Blood pressure parameters and HIV
After multivariable adjustment, office systolic and diastolic BP was lower in PWH compared to PWoH controls (–2.8 [95% CI –4.8, –0.9] mmHg, and –1.7 [–3.1, –0.2] mmHg, respectively) (Table 2). Systolic and diastolic awake mean BP was lower in PWH compared to PWoH (–1.6 [–3.1, –0.1] mmHg and –0.9 [–2.1, 0.2] mmHg, respectively). There was no evidence of a difference in mean sleep BP between the two groups. For nocturnal dipping percentage, both systolic and diastolic dipping percentages were lower in PWH (1.0 [0.3, 1.7] and 1.3 [0.4, 2.2], respectively). The differences between awake mean systolic and diastolic BP as compared to office BP in PWH versus PWoH were 0.9 [–0.4, 2.1] mmHg, p = 0.167 and 0.9 [0.1, 1.8] mmHg, p = 0.04, respectively.
Table 2
Office, awake, and asleep blood pressure and blood pressure dipping for participants with and without HIV.
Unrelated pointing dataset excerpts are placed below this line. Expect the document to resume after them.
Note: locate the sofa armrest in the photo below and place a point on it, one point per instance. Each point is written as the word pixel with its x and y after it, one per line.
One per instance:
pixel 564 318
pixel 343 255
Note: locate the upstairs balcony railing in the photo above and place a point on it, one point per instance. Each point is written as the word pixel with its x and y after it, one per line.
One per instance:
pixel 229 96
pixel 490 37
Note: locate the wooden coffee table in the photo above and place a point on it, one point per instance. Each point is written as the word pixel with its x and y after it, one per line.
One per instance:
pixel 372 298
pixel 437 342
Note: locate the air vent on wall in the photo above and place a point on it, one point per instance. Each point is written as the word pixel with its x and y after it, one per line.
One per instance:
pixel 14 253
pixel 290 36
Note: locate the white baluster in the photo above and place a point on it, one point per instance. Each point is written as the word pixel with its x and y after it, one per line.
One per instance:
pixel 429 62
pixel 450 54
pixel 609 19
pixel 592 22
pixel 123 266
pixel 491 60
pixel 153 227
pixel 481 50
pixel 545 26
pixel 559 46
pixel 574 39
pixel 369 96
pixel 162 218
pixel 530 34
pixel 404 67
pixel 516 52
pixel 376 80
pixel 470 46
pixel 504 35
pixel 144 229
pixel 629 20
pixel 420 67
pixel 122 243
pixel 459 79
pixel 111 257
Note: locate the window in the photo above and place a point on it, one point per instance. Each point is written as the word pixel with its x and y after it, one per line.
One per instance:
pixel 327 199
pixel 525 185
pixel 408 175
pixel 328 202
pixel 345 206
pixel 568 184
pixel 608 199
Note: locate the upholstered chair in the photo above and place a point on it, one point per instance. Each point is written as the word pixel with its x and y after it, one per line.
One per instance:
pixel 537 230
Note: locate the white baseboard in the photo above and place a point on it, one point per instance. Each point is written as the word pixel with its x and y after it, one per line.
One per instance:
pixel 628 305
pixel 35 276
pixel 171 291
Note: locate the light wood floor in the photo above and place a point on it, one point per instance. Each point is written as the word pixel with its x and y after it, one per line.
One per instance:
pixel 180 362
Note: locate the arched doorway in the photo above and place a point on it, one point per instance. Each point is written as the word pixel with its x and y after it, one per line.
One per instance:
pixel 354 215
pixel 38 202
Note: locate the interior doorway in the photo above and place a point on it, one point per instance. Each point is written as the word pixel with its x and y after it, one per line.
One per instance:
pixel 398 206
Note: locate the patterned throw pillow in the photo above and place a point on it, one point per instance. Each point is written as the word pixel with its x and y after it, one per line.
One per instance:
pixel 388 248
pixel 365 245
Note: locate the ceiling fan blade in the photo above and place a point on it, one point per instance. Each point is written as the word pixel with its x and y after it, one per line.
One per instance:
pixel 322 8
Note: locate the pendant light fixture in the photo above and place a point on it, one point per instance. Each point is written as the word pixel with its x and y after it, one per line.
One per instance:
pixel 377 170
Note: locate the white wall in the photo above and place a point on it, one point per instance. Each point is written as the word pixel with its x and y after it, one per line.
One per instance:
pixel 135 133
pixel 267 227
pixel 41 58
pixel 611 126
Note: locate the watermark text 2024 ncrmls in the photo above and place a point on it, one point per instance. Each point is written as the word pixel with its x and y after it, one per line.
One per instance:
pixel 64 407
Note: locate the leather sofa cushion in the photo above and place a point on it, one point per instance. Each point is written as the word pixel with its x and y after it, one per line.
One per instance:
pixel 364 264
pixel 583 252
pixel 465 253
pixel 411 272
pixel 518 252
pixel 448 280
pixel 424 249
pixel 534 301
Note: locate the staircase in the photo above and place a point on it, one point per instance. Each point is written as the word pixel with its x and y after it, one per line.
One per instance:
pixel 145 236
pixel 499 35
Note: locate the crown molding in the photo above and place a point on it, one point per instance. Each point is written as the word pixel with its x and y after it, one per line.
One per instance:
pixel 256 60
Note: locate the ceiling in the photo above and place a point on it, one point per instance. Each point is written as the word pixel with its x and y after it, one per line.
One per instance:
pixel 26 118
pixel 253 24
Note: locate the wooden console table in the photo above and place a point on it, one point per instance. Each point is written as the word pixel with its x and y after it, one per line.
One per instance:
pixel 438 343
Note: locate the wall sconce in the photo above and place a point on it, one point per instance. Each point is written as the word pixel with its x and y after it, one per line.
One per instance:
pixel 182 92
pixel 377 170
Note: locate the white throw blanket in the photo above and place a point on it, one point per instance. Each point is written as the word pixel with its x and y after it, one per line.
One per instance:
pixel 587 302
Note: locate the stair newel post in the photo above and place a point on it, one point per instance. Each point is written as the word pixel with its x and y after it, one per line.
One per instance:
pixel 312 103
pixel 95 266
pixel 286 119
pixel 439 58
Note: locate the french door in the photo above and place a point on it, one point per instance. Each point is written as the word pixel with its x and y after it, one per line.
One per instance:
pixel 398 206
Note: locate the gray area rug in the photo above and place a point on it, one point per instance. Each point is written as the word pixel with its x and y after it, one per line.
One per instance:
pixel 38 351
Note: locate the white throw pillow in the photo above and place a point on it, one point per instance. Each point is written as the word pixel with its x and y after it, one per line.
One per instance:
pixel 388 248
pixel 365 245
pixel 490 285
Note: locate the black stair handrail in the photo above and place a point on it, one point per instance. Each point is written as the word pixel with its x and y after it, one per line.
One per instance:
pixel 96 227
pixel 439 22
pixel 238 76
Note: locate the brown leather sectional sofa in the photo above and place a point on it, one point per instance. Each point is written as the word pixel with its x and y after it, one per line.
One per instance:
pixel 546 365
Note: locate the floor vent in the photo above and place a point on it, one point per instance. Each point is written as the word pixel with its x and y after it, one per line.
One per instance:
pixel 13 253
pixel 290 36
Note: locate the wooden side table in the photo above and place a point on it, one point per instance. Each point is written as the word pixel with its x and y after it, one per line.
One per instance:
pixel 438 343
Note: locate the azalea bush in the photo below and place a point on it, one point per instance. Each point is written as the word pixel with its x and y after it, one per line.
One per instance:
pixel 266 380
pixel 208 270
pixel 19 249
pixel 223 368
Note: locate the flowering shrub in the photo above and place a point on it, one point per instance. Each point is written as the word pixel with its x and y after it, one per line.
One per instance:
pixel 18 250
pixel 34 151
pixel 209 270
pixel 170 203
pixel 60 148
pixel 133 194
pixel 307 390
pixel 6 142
| PWH (N = 483) MEAN (SD) | PWOH (N = 476) MEAN (SD) | ADJUSTED DIFFERENCE [95% CI] | p-VALUE | |
|---|---|---|---|---|
| BP parameters from office and ambulatory BP measurements | ||||
| Office systolic BP, mmHg | 113 (16.2) | 116 (16.2) | –2.8 [–4.8, –0.9] | 0.005 |
| Office diastolic BP, mmHg | 69 (12.1) | 71 (11.2) | –1.7 [–3.1, –0.2] | 0.022 |
| Awake mean systolic BP, mmHg | 122 (12.1) | 124 (12.4) | –1.6 [–3.1, –0.1] | 0.039 |
| Awake mean diastolic BP, mmHg | 80 (10.0) | 82 (9.4) | –0.9 [–2.1, 0.2] | 0.118 |
| Asleep mean systolic BP, mmHg | 114 (12.6) | 114 (12.4) | –0.2 [–1.8, 1.4] | 0.805 |
| Asleep mean diastolic BP, mmHg | 70.7 (9.6) | 70.5 (9.5) | 0.2 [–1.0, 1.4] | 0.781 |
| 24-h mean systolic BP, mmHg | 119 (11.9) | 120 (11.9) | –0.6 [1.8, 0.5] | 0.270 |
| 24-h mean diastolic BP, mmHg | 77 (9.5) | 78 (9.0) | 0.2 [–1.0, 1.4] | 0.781 |
| Nocturnal dipping: systolic BP (%) | –6.4 (5.6) | –7.5 (5.6) | 1.0 [0.3, 1.7] | 0.005 |
| Nocturnal dipping: diastolic BP (%) | –11.7 (6.9) | –13.5 (7.1) | 1.3 [0.4, 2.2] | 0.005 |
| PWH (N = 483) MEAN (SD) | PWOH (N = 476) MEAN (SD) | UNADJUSTED DIFFERENCE [95% CI] | p-VALUE | |
| Within-participant differences between ambulatory and office BP measurements | ||||
| Awake mean systolic BP minus office BP difference, mmHg | 8.3 (9.5) | 7.4 (10.1) | 0.9 [–0.4, 2.1] | 0.167 |
| Awake mean diastolic BP minus office BP difference, mmHg | 11.2 (7.3) | 10.2 (6.6) | 0.9 [0.1, 1.8] | 0.04 |
| Asleep mean systolic BP vs. office BP difference, mmHg | 0.4 (11.1) | –2.0 (11.7) | 2.4 [1.0, 3.9] | 0.001 |
| Asleep mean diastolic BP vs. office BP difference, mmHg | 1.7 (8.3) | –0.9 (7.9) | 2.6 [1.5, 3.6] | <0.001 |
[i] This table displays the relationship between BP parameters and HIV status both with raw averages and differences for BP parameters. The differences in the upper portion of the table are adjusted for age, sex, BMI, tobacco use, alcohol use, taking antihypertensives, and hemoglobin. We report unadjusted results for within-participant differences (bottom portion) because we do not expect any bias due to covariates. *SD = Standard deviation.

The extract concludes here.